Reproduktive Rechte im Völkerrecht
Im Völkerrecht sind reproduktive Rechte in einem umfassenden Katalog ausgearbeitet. Die UN-Frauenrechtskonvention (Art. 16 Ziff. 1 lit. e CEDAW) und die UN-Behindertenrechtskonvention (Art. 23 CRPD) garantieren das Recht, über Anzahl und Altersunterschied der Kinder zu entscheiden, einschließlich eines Rechts auf Zugang zu den notwendigen Informationen und Ressourcen, um dieses Recht wahrnehmen zu können. Regelungen, die Verhütungsmittel oder Schwangerschaftsabbrüche einschränken, stellen daher eine erhebliche rechtfertigungsbedürftige Diskriminierung aufgrund des Geschlechts dar. Beide Konventionen wurden sowohl von Deutschland als auch von den USA ratifiziert. Demzufolge gelten sie in Deutschland als Bundesgesetz.
Internationale Ausschüsse folgern außerdem aus Artikel 3, 6, 7 und 26 des Internationalen Pakts über bürgerliche und politische Rechte (sogenannter Zivilpakt) und Artikel 12 des Internationalen Pakts über wirtschaftliche, soziale und kulturelle Rechte (sogenannter Sozialpakt) einen vollen und diskriminierungsfreien Zugang zu allen Methoden der Familienplanung einschließlich dem legalen und sicheren Zugang zu Schwangerschaftsabbrüchen. Dies bedeutet, dass gebärfähige Menschen das Selbstbestimmungsrecht über ihren eigenen Körper, ihre sexuelle und reproduktive Gesundheit und Rechte haben. In Artikel 12 des Sozialpakts ist das Recht auf Gesundheit völkerrechtlich festgehalten: Jeder Mensch hat das Recht auf das jeweils höchste erreichbare Maß an körperlicher und geistiger Gesundheit. Der Sozialpakt wie auch der Zivilpakt wurden von Deutschland ratifiziert. Es ist folglich die Aufgabe der Bundesrepublik diesen völkerrechtlichen Pflichten nachzukommen.
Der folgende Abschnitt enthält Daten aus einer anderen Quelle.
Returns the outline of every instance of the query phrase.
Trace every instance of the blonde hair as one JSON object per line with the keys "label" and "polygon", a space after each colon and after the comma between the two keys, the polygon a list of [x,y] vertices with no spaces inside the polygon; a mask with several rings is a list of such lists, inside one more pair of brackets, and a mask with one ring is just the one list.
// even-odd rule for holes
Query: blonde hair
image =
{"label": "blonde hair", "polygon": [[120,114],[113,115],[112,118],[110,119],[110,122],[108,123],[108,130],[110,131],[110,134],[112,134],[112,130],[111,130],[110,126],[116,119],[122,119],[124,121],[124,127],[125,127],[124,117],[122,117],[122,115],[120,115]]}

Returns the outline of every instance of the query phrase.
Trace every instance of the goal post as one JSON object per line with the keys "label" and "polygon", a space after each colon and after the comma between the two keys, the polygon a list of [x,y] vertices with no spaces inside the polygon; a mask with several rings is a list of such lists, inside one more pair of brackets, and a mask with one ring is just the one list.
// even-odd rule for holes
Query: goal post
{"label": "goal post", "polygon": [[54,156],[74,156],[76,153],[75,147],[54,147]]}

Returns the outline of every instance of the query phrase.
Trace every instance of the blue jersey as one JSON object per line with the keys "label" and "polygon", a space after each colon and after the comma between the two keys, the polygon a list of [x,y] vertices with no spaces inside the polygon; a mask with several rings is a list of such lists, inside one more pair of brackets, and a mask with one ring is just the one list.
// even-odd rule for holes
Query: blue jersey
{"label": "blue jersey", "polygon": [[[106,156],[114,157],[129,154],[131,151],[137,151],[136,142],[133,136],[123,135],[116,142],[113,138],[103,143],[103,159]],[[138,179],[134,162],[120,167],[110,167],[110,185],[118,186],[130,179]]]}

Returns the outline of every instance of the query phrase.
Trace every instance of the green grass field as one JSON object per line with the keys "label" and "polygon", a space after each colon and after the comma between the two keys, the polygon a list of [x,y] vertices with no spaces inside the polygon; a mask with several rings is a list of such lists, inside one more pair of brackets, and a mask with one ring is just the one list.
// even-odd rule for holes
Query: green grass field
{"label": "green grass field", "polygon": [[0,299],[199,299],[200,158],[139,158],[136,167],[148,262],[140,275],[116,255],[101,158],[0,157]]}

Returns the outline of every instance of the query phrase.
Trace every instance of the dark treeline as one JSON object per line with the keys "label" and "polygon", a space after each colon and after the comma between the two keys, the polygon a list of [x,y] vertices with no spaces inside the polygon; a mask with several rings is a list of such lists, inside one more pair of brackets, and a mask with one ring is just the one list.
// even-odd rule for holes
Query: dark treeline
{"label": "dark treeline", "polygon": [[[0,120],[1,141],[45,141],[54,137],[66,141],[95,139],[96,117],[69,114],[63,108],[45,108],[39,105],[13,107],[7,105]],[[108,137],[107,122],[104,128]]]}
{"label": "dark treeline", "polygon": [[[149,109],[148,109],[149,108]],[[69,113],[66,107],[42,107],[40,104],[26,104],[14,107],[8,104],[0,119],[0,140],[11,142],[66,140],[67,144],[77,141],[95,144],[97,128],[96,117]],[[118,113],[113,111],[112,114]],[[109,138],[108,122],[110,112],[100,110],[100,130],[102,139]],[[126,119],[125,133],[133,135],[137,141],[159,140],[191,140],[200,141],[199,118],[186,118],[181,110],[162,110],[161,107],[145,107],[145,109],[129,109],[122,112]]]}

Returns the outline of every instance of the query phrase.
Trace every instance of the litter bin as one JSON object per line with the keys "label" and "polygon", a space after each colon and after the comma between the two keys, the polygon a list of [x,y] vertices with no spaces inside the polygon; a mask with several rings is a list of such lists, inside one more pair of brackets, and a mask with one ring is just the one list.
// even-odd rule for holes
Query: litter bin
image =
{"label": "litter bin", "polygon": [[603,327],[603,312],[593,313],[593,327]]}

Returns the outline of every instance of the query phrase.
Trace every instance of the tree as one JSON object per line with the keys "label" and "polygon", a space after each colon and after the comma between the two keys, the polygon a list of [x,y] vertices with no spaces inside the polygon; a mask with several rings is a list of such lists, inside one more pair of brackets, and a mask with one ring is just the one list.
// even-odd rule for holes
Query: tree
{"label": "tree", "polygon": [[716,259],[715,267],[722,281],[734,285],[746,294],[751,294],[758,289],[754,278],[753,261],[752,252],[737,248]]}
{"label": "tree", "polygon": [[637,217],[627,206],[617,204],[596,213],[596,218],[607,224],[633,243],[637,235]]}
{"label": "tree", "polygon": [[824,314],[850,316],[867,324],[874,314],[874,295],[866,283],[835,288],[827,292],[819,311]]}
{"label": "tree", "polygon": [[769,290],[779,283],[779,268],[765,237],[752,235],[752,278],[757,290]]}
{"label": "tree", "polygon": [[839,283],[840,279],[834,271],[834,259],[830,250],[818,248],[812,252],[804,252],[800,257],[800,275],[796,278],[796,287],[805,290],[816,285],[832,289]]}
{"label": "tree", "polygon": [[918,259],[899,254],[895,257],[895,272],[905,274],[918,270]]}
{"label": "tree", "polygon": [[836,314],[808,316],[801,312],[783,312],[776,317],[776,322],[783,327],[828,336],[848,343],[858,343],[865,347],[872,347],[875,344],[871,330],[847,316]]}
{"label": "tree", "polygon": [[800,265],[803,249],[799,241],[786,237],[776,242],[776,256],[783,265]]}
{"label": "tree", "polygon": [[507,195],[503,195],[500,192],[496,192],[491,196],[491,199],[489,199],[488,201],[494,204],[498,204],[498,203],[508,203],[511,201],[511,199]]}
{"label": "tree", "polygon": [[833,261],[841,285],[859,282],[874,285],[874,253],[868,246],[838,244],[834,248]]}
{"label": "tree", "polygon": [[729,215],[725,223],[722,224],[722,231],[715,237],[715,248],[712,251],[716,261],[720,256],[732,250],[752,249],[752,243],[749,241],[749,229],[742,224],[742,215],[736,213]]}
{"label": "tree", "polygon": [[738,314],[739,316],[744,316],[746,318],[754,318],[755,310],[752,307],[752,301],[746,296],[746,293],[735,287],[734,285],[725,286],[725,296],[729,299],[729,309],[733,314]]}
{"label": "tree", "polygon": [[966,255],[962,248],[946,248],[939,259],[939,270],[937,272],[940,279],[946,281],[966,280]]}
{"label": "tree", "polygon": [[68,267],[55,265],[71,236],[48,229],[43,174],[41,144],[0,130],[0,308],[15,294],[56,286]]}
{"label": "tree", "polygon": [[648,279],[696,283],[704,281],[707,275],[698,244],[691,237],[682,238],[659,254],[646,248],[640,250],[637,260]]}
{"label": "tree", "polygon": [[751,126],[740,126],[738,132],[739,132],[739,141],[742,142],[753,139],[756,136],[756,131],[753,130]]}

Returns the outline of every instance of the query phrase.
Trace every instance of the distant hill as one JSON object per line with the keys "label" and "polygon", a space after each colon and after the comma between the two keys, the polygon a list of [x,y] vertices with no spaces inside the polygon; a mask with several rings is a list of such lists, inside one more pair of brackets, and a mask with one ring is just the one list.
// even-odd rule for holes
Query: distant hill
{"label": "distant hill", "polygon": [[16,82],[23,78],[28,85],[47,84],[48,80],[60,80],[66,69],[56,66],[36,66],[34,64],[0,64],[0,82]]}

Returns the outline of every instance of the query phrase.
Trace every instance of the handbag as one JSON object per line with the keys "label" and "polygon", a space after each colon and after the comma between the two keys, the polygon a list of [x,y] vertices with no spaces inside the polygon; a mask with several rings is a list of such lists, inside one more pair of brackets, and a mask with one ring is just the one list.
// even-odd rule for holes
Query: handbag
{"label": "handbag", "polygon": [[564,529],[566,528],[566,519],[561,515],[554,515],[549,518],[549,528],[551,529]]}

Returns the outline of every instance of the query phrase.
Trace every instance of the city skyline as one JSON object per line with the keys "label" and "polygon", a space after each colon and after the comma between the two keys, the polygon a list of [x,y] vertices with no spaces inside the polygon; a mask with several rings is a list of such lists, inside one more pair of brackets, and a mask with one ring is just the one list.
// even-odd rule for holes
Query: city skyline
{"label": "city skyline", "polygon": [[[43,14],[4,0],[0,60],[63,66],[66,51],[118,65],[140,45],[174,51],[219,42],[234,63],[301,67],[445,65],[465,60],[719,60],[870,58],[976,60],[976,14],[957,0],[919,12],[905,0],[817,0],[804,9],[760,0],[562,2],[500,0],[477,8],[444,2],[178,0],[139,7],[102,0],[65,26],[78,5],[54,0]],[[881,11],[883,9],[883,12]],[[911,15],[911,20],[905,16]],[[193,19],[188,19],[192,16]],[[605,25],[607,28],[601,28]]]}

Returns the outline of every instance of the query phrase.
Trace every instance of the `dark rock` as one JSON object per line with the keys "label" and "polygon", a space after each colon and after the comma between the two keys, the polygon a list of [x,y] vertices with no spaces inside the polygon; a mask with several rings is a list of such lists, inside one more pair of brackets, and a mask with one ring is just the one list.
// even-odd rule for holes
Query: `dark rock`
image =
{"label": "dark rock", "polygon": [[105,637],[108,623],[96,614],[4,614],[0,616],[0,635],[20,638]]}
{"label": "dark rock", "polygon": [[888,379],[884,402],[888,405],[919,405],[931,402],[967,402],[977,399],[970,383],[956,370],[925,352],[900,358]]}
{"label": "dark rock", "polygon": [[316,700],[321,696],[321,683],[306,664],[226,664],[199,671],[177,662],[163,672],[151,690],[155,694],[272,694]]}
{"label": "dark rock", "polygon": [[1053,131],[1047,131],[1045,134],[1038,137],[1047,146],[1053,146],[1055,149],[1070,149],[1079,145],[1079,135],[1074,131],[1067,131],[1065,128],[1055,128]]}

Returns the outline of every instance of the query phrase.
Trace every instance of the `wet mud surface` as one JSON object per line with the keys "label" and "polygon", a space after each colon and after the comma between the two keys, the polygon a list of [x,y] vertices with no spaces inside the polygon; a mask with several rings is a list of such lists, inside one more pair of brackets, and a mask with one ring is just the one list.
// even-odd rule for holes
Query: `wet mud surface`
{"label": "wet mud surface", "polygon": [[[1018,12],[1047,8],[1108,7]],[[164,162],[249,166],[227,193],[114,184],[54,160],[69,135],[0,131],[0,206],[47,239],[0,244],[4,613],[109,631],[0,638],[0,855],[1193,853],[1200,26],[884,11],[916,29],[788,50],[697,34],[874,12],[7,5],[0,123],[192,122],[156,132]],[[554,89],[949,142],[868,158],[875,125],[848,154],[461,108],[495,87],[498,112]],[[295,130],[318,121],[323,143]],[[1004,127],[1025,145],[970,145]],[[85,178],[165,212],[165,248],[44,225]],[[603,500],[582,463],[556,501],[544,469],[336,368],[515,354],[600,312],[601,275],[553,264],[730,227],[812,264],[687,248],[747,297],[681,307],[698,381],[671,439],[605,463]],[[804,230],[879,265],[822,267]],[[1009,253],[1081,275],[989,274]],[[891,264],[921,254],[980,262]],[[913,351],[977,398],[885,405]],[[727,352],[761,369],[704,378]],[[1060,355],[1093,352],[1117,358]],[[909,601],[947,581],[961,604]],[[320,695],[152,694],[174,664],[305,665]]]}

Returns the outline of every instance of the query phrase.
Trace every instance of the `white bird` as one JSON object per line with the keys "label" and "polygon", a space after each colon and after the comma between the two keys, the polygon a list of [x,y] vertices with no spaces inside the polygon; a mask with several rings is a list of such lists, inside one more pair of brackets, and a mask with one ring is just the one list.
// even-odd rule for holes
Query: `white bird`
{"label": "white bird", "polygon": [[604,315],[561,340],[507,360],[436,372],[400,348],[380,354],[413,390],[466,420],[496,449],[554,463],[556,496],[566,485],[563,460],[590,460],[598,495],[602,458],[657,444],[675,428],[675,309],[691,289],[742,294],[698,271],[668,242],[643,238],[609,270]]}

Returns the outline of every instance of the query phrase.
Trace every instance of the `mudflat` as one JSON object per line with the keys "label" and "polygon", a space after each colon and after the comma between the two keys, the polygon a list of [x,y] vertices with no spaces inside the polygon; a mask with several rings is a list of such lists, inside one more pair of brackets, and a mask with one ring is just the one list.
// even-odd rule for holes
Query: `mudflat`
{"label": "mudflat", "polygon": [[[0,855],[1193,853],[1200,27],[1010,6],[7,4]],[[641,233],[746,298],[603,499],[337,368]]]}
Abtreibungen in Texas – praktisch unmöglich
Das texanische Senate Bill 8 Gesetz zeigt, auf welch wackligem Boden rechtstaatliche Errungenschaften gegenüber konservativen und rechten Bewegungen stehen. Es stellt ein nahezu gänzliches Abtreibungsverbot dar, verweigert Schwangeren das Selbstbestimmungsrecht über ihren Körper und gefährdet ihr Leben.
Seit dem Erlass von Senate Bill 8 gewinnen die bereits bestehenden Barrieren im Zugang zu reproduktiver Gesundheitsleistungen einschließlich Abtreibungen eine neue Bedeutung. Schon vor dem Erlass des Gesetzes musste für eine rechtmäßig vorgenommen Abtreibung 24 Stunden zuvor ein verpflichtendes Beratungsgespräch wahrgenommen werden. Doch diese Gespräche gehen weit über eine Beratung hinaus: es wird zusätzlich ein Ultraschall gemacht, der der schwangeren Person gezeigt und beschrieben werden muss. In der Konsequenz bedeutet diese Regelung, dass Schwangere zweimal zu einer Klinik fahren müssen. Das, obwohl es in Texas nur in 4% der Counties Abtreibungskliniken gibt. Für ein Drittel aller Abtreibungen mussten Schwangere 2017 mehr als 40 km fahren. Diese Voraussetzungen müssen nun unter einem erheblichen Zeitdruck erfüllt werden.
Abtreiben – nur, wenn du es dir leisten kannst
In
diesem Zusammenhang ist es wichtig, die Intersektionen von race, Klasse
und Gender zu beachten: Für Schwangere mit weniger finanziellen Mitteln
bedeuteten diese Regelungen schon vor Senate Bill 8 eine erhebliche Belastung,
da sie neben den Kosten für die medizinische Behandlung, das Geld für zwei
Anfahrten aufbringen sowie die Einbußen von zwei oder mehr Urlaubstagen
verkraften müssen. Die mit Senate Bill 8 nun eingeführte Klausel, die es
möglich macht, Individuen zu verklagen, die bei einer Abtreibung durch
finanzielle Unterstützung helfen oder sie begünstigen („aid or abet“),
verschärft die Zugangslosigkeit von bereits vulnerablen Gruppen.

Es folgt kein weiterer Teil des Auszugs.